I will use the cross-platform ZipFile library for the next iteration (that will also imply using the better supported Deflate-algorithm as well), but there's no ETA as of yet. I don't understand though, what you mean that it sounds unreasonable to add that dependency. You are not allowed to distribute the files anyway to other users, so it's a one-time extraction.
@patrickthoral Thanks for looking into making extraction easier cross-platform.
You are not allowed to distribute the files anyway to other users
Obviously I'm not planning on distributing your data. I'm planning on distributing a pipeline in order to make obtaining results using your data (together with other datasets) more reproducible and (hopefully) easier to access. It is for such a pipeline where I'm trying to keep the number of dependencies as small as possible.
The files have been rezipped using the Deflate algorithm instead of the Deflate64 algorithm with the python ZipFile library. I've verified it to work on Windows, MacOS and Ubuntu with the built-in tools so should be safe to use in most environments. I'll notify you when the new file is available for download.

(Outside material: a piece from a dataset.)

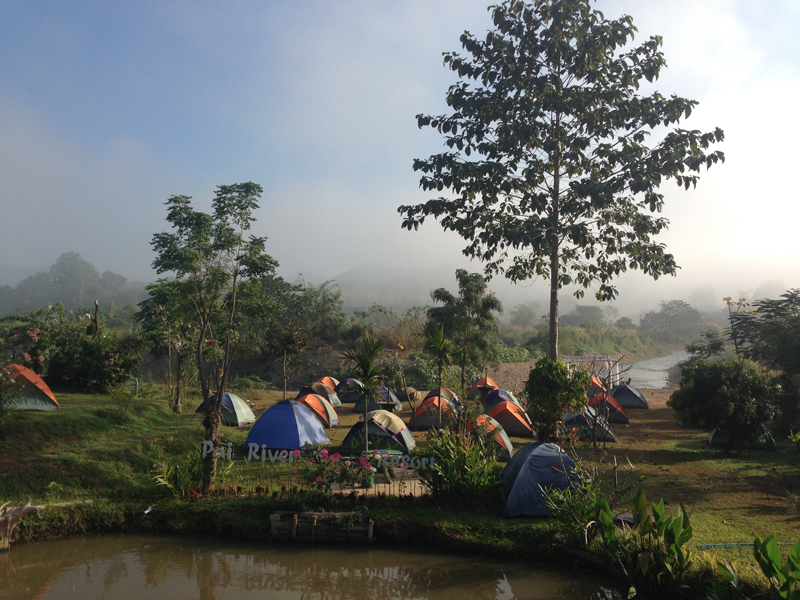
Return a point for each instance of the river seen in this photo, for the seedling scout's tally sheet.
(127, 567)
(652, 374)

I had a similar issue with unzip on Debian-Linux. A workaround is to repair the original zip file:
zip -FF AmsterdamUMCdb-v1.0.2.zip --out AmsterdamUMCdb-v1.0.2_repaired.zip -fz
Afterwards, extracting the new file with unzip works without errors:
unzip AmsterdamUMCdb-v1.0.2_repaired.zip
Best regards, Julian
@jsassenscheidt @nbenn Indeed, most open source implementations have problems reading the directory (but interestingly not Python's zipfile library). The rezipped file has been uploaded to our transfer system, so I expect the file to be available for download for credentialed users in the next couple of days. Python's implementation sadly misses a callback to determine progress when (un)zipping, which is unfortunate when handling large files, so if anybody is interested, i added some sample code in the tools folder to improve this.
@patrickthoral Thanks a lot for looking into this so swiftly. I'm happy to check it out. Just to clarify, did you bump the version number? If I have a file AmsterdamUMCdb-v1.0.2.zip
for download, does that mean, the new file has not propagated through?
The version number stays the same (the data has not changed at all), but the new file should be available from DANS as of now.
Is it just me or are other people also having problems extracting the zip archive distributed via the
filesender
instance athttps://filesender.surf.nl
? On macOS 10.15.6, usingzipinfo
v3.00 I getI'm sorry if I'm reporting this issue in the wrong place and I'm happy to be redirected.